Comprendre Medjugorje : Regard historique et théologique — Entretien avec le théologien Arnaud Dumouch

Le dossier des miracles

Daria Klanac, Comprendre Medjugorje : Regard historique et théologique, avec la collaboration du théologien Arnaud Dumouch, Informativni centar Mir, Medjugorje, en coédition avec les Éditions Sakramento, Paris, 2012, 2e éd. (1re éd. 2008, ISBN 978-2-915380-19-4 & 978-9958-36017-6), entretien avec le théologien Arnaud Dumouch, pages 155 à 161.
English Translation : Documentation relating to miracles
 

 

[p. 155] 

Le dossier des miracles

Daria Klanac : La paroisse de Medjugorje possède un dossier considérable sur les miracles de guérisons (475 cas déclarés).

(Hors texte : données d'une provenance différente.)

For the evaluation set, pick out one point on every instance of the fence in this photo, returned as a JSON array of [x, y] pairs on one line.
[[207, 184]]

Les témoignages sont nombreux et [p. 156]publiés régulièrement dans la revue mensuelle Le Messager de la Paix. On dit, cependant, que le plus grand miracle de Medjugorje ce sont les conversions des cœurs. Qu’est-ce qui serait plus important, aurait plus de poids lors du jugement final ?

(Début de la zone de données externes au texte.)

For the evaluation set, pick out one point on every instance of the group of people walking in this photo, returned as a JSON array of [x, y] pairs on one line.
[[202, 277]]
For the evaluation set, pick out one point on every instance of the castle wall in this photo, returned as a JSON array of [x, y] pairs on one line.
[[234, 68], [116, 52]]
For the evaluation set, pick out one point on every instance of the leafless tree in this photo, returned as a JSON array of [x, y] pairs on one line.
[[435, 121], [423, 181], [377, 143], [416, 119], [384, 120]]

Arnaud Dumouch : Les conversions sont de l’ordre du second critère (fruits spirituels). Elles sont donc un critère essentiel. Mais elles ne suffisent pas en elles même: l’Esprit souffle où il veut.

C’est pourquoi le troisième critère (les miracles) est sans doute la clef finale de ce discernement: si vous trouvez à Medjugorje un ou deux miracles indiscutables (organe qui repousse, tumeur disparaissant instantanément, paraplégique – moelle épinière tranchée – qui marche), c’est que le doigt de Dieu est là.

Souvenez-vous de Jésus: il est dans la lutte. Des gens disent, comme à Medjugorje, qu’il vient du démon et qu’il guérit avec le démon puisqu’il suscite la division et dit des phrases ambiguës, alors il ressuscite Lazare. Et, à partir de ce jour, ce miracle étant attesté par les témoins venant du Sanhédrin, il ne peut plus y avoir de doute.

D. Klanac : Vous dites que le 3e critère de discernement, les miracles, est décisif pour reconnaître une apparition. Jésus en a fait. Tous n’ont pas cru. Il a été condamné.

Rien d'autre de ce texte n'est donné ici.